Ehe Berteau das Fernglas fest auf die Ile oublieé einrichtete, musterte er mit dessen Hilfe die Umgebung. Eigentlich gab es nichts Bemerkenswertes zu sehen, hier mal ein Fischerboot, da mal ein Haus oder ein Auto. Lediglich auf der gegenüberliegenden Landzunge schien sich ein kleiner Campingplatz zu befinden. Er mußte zweimal hinsehen, ehe er es glaubte: Die Menschen, die sich zwischen den Zelten bewegten, schienen alle nackt zu sein.
"Na ja,", knurrte er, "wenn’s Spaß macht. Ich bin ja hier schließlich als Kriminalbeamter und nicht als Hüter der öffentlichen Moral."
Er fixierte das Fernglas auf die Insel. Die seitliche Abweichung vom Strand der Sonnenanbeter war dabei allerdings so gering, daß ein unbefangener Beobachter schon glauben mußte, sein Interesse gälte den Nudisten.

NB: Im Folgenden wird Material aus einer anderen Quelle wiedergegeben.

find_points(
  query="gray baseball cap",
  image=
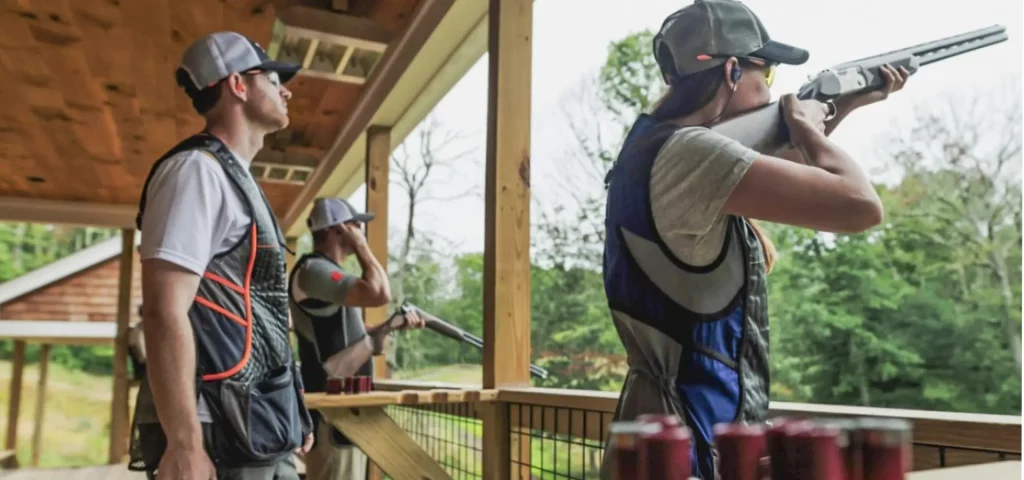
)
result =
(331, 211)
(213, 57)
(709, 32)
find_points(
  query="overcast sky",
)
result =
(570, 39)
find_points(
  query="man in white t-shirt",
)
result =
(213, 281)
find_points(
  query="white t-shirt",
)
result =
(193, 213)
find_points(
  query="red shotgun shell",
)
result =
(818, 454)
(664, 453)
(624, 438)
(335, 385)
(739, 450)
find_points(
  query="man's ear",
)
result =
(237, 85)
(732, 73)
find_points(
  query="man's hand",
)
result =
(352, 233)
(414, 320)
(185, 462)
(380, 333)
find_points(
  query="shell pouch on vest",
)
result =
(257, 421)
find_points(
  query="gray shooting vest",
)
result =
(696, 337)
(245, 367)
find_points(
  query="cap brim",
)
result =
(285, 71)
(363, 217)
(781, 53)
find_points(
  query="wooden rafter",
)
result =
(386, 74)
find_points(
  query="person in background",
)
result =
(327, 307)
(685, 263)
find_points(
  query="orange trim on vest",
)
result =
(223, 311)
(224, 281)
(249, 315)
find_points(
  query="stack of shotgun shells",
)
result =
(360, 384)
(657, 447)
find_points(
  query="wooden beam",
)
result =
(387, 444)
(326, 26)
(37, 430)
(506, 251)
(378, 157)
(398, 55)
(14, 398)
(58, 332)
(377, 171)
(118, 447)
(69, 213)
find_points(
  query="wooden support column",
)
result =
(37, 431)
(118, 446)
(506, 251)
(378, 157)
(14, 399)
(378, 162)
(293, 244)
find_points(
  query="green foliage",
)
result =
(630, 79)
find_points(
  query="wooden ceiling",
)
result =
(88, 100)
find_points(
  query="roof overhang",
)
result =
(452, 48)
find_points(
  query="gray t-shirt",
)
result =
(193, 213)
(317, 302)
(693, 175)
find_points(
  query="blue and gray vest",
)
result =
(245, 367)
(696, 337)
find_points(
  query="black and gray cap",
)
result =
(331, 211)
(708, 32)
(214, 56)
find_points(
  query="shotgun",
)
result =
(398, 318)
(764, 129)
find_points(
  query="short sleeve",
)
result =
(324, 280)
(692, 177)
(184, 220)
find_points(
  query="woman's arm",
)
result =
(830, 193)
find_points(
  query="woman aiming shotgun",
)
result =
(684, 262)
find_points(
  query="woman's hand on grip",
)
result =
(803, 117)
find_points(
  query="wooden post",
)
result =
(14, 400)
(506, 252)
(378, 155)
(118, 446)
(293, 244)
(378, 159)
(37, 431)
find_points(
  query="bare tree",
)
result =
(440, 153)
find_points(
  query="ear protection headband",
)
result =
(736, 73)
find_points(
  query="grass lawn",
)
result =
(76, 425)
(76, 420)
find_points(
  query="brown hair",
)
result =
(690, 93)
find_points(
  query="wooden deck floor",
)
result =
(105, 472)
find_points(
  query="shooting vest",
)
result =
(696, 337)
(323, 329)
(245, 368)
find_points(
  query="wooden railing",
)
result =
(562, 432)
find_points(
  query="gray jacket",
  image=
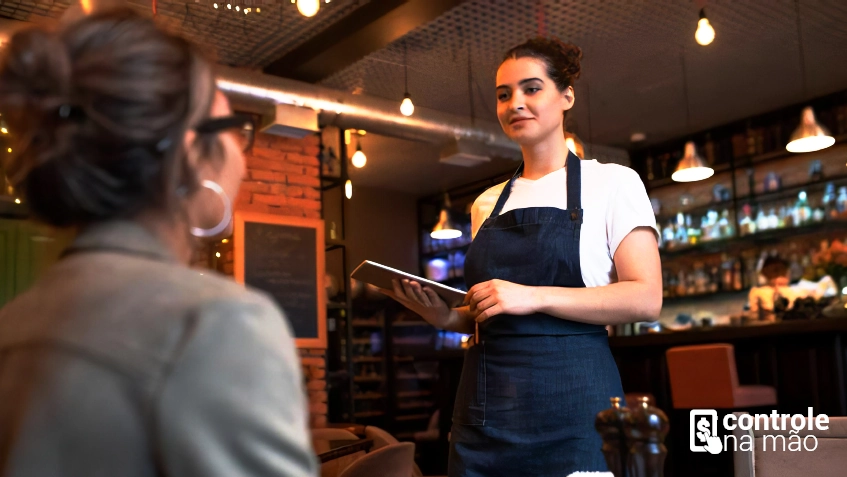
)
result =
(122, 362)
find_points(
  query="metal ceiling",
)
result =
(632, 70)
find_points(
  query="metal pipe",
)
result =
(258, 92)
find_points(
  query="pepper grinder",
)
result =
(645, 428)
(610, 426)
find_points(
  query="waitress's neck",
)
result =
(543, 157)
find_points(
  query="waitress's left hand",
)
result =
(494, 297)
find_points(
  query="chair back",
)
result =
(393, 460)
(702, 376)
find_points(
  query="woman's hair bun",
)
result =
(87, 105)
(562, 58)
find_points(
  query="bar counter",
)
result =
(803, 359)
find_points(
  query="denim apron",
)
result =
(532, 385)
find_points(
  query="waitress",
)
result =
(562, 249)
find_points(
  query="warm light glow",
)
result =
(406, 107)
(810, 144)
(705, 33)
(308, 8)
(359, 159)
(446, 234)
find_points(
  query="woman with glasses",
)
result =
(121, 360)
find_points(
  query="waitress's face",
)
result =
(529, 105)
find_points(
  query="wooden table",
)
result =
(340, 448)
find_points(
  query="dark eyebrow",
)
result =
(521, 82)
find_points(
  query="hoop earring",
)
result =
(227, 218)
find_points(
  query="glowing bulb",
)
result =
(308, 8)
(406, 107)
(705, 33)
(359, 159)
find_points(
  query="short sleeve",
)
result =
(628, 209)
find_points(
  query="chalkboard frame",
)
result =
(240, 218)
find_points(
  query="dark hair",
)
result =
(562, 59)
(98, 111)
(774, 267)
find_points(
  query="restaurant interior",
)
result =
(377, 130)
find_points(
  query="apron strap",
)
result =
(574, 199)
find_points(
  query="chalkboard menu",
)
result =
(284, 257)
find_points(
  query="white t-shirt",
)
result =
(614, 202)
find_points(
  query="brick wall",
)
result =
(283, 177)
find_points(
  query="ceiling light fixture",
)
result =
(407, 108)
(705, 34)
(308, 8)
(691, 167)
(359, 158)
(445, 229)
(810, 135)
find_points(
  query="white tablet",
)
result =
(380, 276)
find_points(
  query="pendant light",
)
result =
(407, 108)
(810, 135)
(705, 34)
(308, 8)
(445, 229)
(359, 158)
(691, 167)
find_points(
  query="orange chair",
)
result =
(705, 376)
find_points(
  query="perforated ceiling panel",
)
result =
(251, 40)
(632, 65)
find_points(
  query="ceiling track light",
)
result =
(705, 34)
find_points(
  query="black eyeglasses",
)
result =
(243, 123)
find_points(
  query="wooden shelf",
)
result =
(367, 396)
(766, 236)
(412, 417)
(368, 379)
(369, 414)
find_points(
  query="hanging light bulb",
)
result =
(705, 33)
(359, 159)
(810, 135)
(691, 167)
(406, 107)
(445, 229)
(308, 8)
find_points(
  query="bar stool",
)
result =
(705, 376)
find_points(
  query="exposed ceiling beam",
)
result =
(367, 29)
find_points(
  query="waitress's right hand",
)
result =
(422, 300)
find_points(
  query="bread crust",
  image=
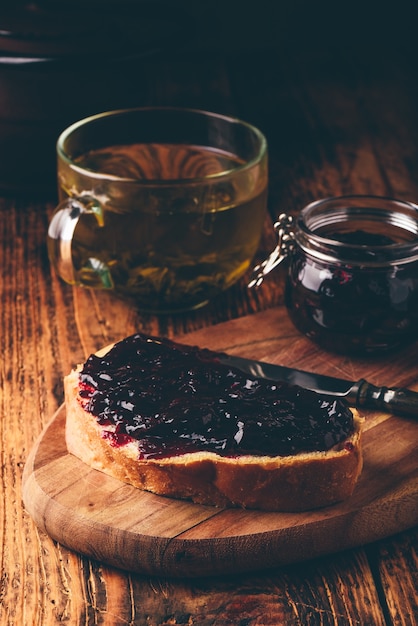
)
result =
(283, 483)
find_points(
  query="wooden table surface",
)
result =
(345, 122)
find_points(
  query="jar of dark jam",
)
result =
(352, 280)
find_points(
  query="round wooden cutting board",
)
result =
(117, 524)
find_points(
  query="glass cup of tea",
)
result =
(162, 205)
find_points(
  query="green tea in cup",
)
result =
(164, 206)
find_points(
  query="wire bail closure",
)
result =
(285, 243)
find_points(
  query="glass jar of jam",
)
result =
(352, 279)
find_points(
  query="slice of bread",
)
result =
(293, 482)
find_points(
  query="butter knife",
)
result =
(360, 393)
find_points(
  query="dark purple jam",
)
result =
(350, 308)
(175, 399)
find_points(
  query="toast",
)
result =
(180, 466)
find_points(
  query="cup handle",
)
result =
(94, 272)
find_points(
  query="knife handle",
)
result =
(393, 400)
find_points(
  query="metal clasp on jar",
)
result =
(285, 243)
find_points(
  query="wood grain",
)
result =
(130, 529)
(337, 120)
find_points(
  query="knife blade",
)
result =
(360, 393)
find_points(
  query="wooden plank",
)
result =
(99, 516)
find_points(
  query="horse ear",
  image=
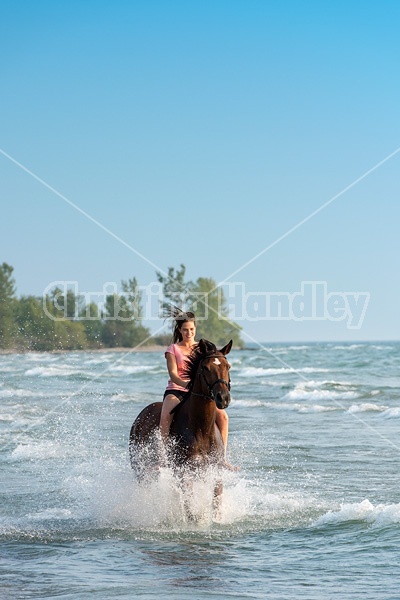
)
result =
(203, 346)
(226, 349)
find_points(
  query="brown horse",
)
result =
(196, 442)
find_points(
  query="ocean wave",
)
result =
(56, 371)
(262, 371)
(300, 408)
(391, 413)
(131, 369)
(19, 393)
(302, 394)
(42, 450)
(365, 407)
(380, 515)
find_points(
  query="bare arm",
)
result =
(173, 370)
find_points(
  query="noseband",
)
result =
(210, 386)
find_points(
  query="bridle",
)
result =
(210, 386)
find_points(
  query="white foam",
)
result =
(261, 371)
(391, 413)
(380, 515)
(365, 407)
(41, 450)
(301, 394)
(130, 369)
(19, 393)
(54, 371)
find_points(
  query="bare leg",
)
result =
(166, 419)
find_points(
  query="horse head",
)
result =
(213, 371)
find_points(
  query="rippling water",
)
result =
(314, 511)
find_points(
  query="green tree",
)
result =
(122, 326)
(7, 306)
(208, 303)
(35, 328)
(91, 320)
(175, 288)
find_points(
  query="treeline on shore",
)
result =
(63, 320)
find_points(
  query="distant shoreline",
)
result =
(151, 348)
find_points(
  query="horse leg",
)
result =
(145, 442)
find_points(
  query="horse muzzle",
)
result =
(222, 399)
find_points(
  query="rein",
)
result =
(210, 386)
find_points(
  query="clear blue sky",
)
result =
(200, 133)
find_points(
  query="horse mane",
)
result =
(201, 350)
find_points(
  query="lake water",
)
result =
(313, 513)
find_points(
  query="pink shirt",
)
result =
(180, 362)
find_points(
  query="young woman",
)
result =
(176, 354)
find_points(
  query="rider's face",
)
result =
(188, 331)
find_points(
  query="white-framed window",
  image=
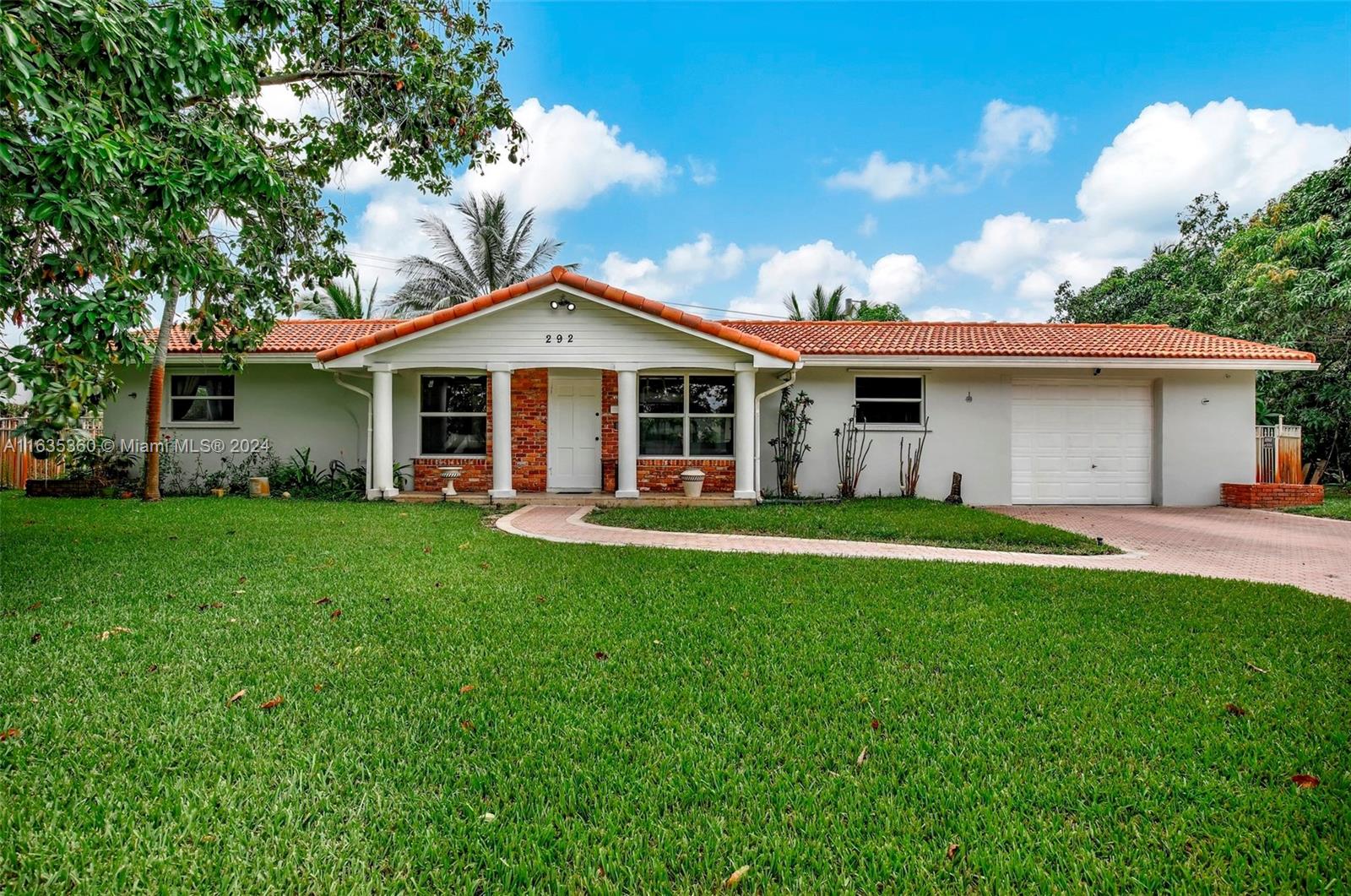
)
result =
(686, 415)
(889, 400)
(453, 415)
(202, 398)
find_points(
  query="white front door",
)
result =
(1087, 443)
(573, 430)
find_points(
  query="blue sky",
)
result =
(719, 155)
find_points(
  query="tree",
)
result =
(337, 301)
(495, 254)
(882, 311)
(141, 164)
(823, 306)
(1281, 276)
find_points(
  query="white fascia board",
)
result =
(1031, 361)
(362, 358)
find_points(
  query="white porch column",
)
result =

Die Ile oublieé erschien von seinem Standpunkt aus tatsächlich als eine einzelne Insel. Daß es in Wahrheit derer zwei sein sollten, war definitiv nicht zu erkennen. Sie mochte gut einen Kilometer lang sein, ein Haufen aus Felsen, wenig Grünfläche und, in den höhergelegenen Teilen mit etwas Wald.
Etwa in der Mitte des Berteau zugewandten Inselabschnittes waren am Strand einige Gebäudereste und eine Art Kaimauer erkennbar, wohl die Ruinen des Dorfes der ehemaligen Inselbevölkerung. Selbst auf diese Entfernung war die Gischt zu erkennen, die die Ile in der auflaufenden Flut umgab. Berteau glaubte, daß es besonderer navigatorischer Fähigkeiten bedurfte, den alten Hafen mit einem Boot heil zu erreichen.
*****
Eine halbe Stunde später holperte der Volvo von Berger gesteuert über denn alten Weg heran. Berteau packte seine Malerutensilien aus und baute die Staffelei auf, spannte den Zeichenkarton ein. Danach begann er mit Zeichenkohle in schnellen Strichen das Panorama zu skizzieren, wobei er sich bemühte, dem Arrangement le Sauvages möglichst nahe zu kommen. Danach griff er zum Pinsel, um dem Skizzierten Farbe zu verleihen.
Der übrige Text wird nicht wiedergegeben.